Web of Eyes
Page 15
Torsten backed away.
“Old friend,” Uriah said. A soft smile spread across his face but Torsten was unconvinced. “You have no reason to fear. I am sorry for how you have thus been treated.”
Torsten inched toward his former compatriot until one of the masked cultists beckoned Torsten to step through. The moment he was free, Uriah wrapped him in a tight hug. Then he held him at arm’s length, smiled, and asked, “How long has it been?”
“Too long,” Torsten said. “Have you been…” He looked around, “…here all this time?”
“Are you hungry?” Uriah asked, ignoring the question.
After a moment Torsten nodded. “Starved.”
“Then let us feast!”
Before he could ask any more questions, Torsten was led upstairs to a celebratory hall. Torsten had gone from being beaten and stuffed in a cage meant for dogs, to being treated like royalty. He couldn’t help but be skeptical, old friend or not.

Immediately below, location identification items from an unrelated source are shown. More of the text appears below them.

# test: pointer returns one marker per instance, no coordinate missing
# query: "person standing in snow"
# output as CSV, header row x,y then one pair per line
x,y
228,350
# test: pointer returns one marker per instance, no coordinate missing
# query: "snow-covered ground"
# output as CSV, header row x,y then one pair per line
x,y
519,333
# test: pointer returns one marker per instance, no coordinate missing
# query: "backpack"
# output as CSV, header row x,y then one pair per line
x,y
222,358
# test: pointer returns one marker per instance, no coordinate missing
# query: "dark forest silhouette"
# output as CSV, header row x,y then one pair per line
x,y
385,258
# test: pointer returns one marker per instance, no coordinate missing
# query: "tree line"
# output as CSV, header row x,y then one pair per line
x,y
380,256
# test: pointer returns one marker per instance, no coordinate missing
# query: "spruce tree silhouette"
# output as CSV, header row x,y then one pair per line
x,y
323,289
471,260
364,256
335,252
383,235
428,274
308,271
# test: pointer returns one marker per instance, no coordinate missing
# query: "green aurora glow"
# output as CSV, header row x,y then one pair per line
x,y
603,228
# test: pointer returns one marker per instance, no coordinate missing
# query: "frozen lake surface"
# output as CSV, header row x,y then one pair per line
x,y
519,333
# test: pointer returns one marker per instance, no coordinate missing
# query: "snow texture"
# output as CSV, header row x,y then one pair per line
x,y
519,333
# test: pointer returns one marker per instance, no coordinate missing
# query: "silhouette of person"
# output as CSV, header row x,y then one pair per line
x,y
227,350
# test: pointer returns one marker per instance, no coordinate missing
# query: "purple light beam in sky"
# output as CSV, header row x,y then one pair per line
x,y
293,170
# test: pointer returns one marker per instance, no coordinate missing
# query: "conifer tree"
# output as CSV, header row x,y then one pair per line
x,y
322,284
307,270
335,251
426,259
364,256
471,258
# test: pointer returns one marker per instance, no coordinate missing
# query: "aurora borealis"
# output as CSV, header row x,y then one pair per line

A long, bulky table made of bronze awaited them, covered in biscuits soaked in sausage grease, pickled herring and cod, boiled apricots and honeyed hams. The dessert table was just as grand with rich foods Torsten would have been impressed by, had he not lived in the Glass Castle and had the walls not been adorned with banners and idols to the Buried Goddess. Her unholy sigil was everywhere, a droplet of blood buried beneath a sharp crest, either a mountain or the edge of an arrowhead or dagger. On the far end, two eye-shaped apertures looked out over a ravine.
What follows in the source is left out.